November 06, 2012  9:06am

Interesting that the IC, (Inst. church), is centered around a one way lecture from pulpit to pew. There is no interaction, Q and A, CONVERSATION, or impact left on those sitting in rows of noses looking into the back of strangers' heads forgetting what they hear before they get home. Which is exactly why the early church had the success and impact it did before it sold out, and became centralized under a secularized church system. Although illiterate and poor they circled up face to face, conversed openly, were transparent, and on their way to discipling the nations, and transforming the culture.
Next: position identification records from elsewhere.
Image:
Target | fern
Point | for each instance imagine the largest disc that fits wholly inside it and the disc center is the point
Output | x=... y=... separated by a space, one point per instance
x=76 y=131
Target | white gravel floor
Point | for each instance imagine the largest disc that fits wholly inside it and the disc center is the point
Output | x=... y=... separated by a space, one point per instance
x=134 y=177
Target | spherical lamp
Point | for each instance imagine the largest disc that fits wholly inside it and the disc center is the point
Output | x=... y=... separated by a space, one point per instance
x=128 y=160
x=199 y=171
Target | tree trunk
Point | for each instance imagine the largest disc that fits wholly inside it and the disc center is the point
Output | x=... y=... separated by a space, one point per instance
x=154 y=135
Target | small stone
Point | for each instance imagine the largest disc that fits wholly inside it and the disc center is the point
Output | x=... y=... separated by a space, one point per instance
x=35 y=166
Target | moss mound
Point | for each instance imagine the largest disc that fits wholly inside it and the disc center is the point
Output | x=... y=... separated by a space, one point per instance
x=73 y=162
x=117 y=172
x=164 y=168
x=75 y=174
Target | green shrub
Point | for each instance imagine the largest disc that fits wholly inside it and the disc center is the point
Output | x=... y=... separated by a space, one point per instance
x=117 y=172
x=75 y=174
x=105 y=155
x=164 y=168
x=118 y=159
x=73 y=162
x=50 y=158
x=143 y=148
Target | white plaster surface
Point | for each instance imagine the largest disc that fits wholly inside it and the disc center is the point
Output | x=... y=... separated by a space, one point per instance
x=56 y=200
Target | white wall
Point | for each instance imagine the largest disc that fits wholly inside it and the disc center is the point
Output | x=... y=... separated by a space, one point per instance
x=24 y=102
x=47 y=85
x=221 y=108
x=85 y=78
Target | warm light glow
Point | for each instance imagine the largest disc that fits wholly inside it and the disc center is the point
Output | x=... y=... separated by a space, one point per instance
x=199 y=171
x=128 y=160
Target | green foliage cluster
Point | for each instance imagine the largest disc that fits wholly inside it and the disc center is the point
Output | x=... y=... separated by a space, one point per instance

Then, Constantine stepped in, professionalized church leadership, placed all power into the hands of a few, and the church morphed into a spiritual welfare system where everything is left to the 'professionals'. It's centered around a Simon Says dog and pony show in an edifice that sits empty 164 hours a week. It's a Cuckoo's Nest driven by the Tyranny of the Status Quo.

Howard Freeman

November 05, 2012  3:52pm

Thanks so much, Petra, for a wonderful article. I plan to have my two oldest sons read it since they fall into the camp of 140-characters-is-enough-for-now-thank-you. My youngest son, age 9, is a wonderful conversationalist, and I always enjoy taking him out to dine with. I'm told that Richard Sennett, in his book The Fall of Public Man (which I'm reading now), discusses the role of the coffeehouse in 18th century France and how public discourse there led to developing the ideas around the French revolution. Looking forward to learning what truth there is in this.